Like a lot of people this Christmas, I got myself a Kinect controller for my Xbox360. I also picked up a copy of Kinect Sports which is way better than the included demo game Kinect Adventures. In other words, I got myself an exercise regimen for Christmas. I guess that takes care of the new years resolution as well.
A few years ago, my sister got a Wii, and my brief visits over there got me addicted to Wii Bowling. I thought about getting one myself, but at the time it was damn near impossible to find a store with Wiis in stock. I eventually got an Xbox360 instead, then also got a Playstation 3 too, so there was no point to get a Wii as well. Wii still had one gimmick that the others did not, and that was the motion sensitive Wii remote, which thanks to international patents remains the exclusive feature of Wii.

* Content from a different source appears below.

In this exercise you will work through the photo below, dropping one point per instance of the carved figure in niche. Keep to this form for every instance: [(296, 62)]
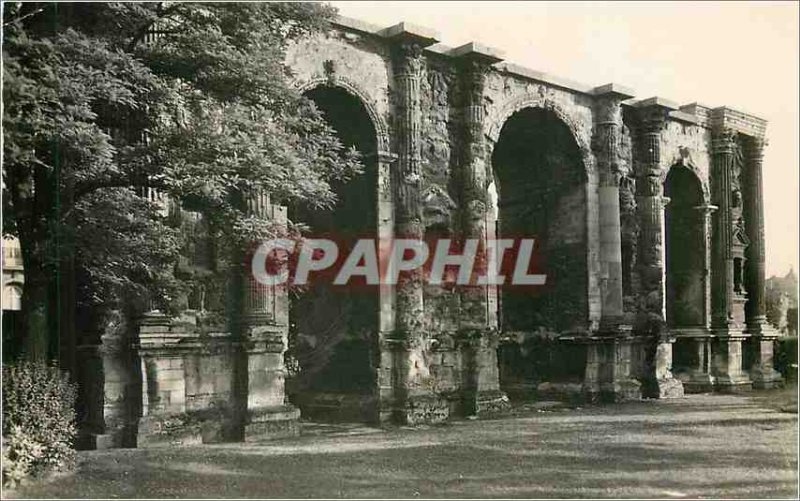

This year Sony and Microsoft answered the Wii remote with their own exclusive technology. Sony introduced Playstation Move, which uses a remote with a colored ball on the end and a camera to track the balls movement. This is motion capture technology that has been around for a while, but never for the home. This technology beats Wii remote tech in both speed of response and accuracy, but unlike Wii, you have to use it within the field of vision of a camera mounted to your TV.
Microsoft went with new technology that does not even need a remote. We are in the very early stages of holodeck technology here. Kinect uses stereo cameras to create a depth of field map and recognizes a human standing up in front of the cameras. It then tracks the movement of the humans head hands and feet in all 3 dimensions. Its like attaching five Wii remotes to different parts of your body in order to control your on screen character. This tech is way cool!
I love how as you move, the avatar on screen moves the same way. Sway your body, tilt your head, pump your fists, etc. Your on screen avatar does exactly the same thing in near real time. Your body becomes the controller, which is really cool until you realize that you have to stand up and move in order to play games. With the Wii remote, you can lazily flick your wrist while sitting on the couch. Kinect does not let you get away with that. Hence the exercise regimen aspect. Soccer matches only last 6 minutes in Kinect Sports, but I’d estimate that one match is the equivalent of jogging in place for about 2 minutes, depending on how aggressively you play.
(Side note: Games like Kinect Sports and Kinect Adventures like to take your picture as you play. Make sure you disable the online sharing if you are playing naked.)
You will notice that I bolded the word “near”. The current weakness of the Kinect system is that there is a noticeable lag between your movement and the onscreen movement which will affect your gaming experience. The other is the need for free unobstructed floor space, which is not a problem for me since I don’t have lots of furniture, but is likely to be a problem for others. The lag and accuracy problems of the Kinect is going to limit the types of games that can be played on it. The current games available seem to all be sports or dance games, which are obvious uses of this tech. This is why gaming sites comparing Move to Kinect seem to favor Move for hard core gaming reasons. Meanwhile, the marketplace has spoken. Consumers overwhelmingly have chosen Kinect. It is now the fastest selling gadget in history. I’m hoping some truly innovative games, stuff we have never seen before, will eventually use this technology.
Because the Kinect uses a USB interface (thank the need for compatibility with older Xboxes for that feature) it can be hooked up to a PC. Already I have seen demos for 3D video capture, controlling web browsers using gestures, and the inevitable sex game interface.
I’d love to see motion capture to BVH files that can be imported to Second Life, among other places. That would bring the price of animations way down. Better yet would be real time movement of your avatar in a virtual world, tough I’m not sure how well that would work in a multi avatar environment. It would make for much more entertaining dance parties though.
Despite the lag and lack of accuracy, I see the Kinect as the next step toward the “Holodeck” that we all dream of having some day. On the other hand, it could just be a fleeting gimmick people will tire of as we go back to controllers. Time will tell.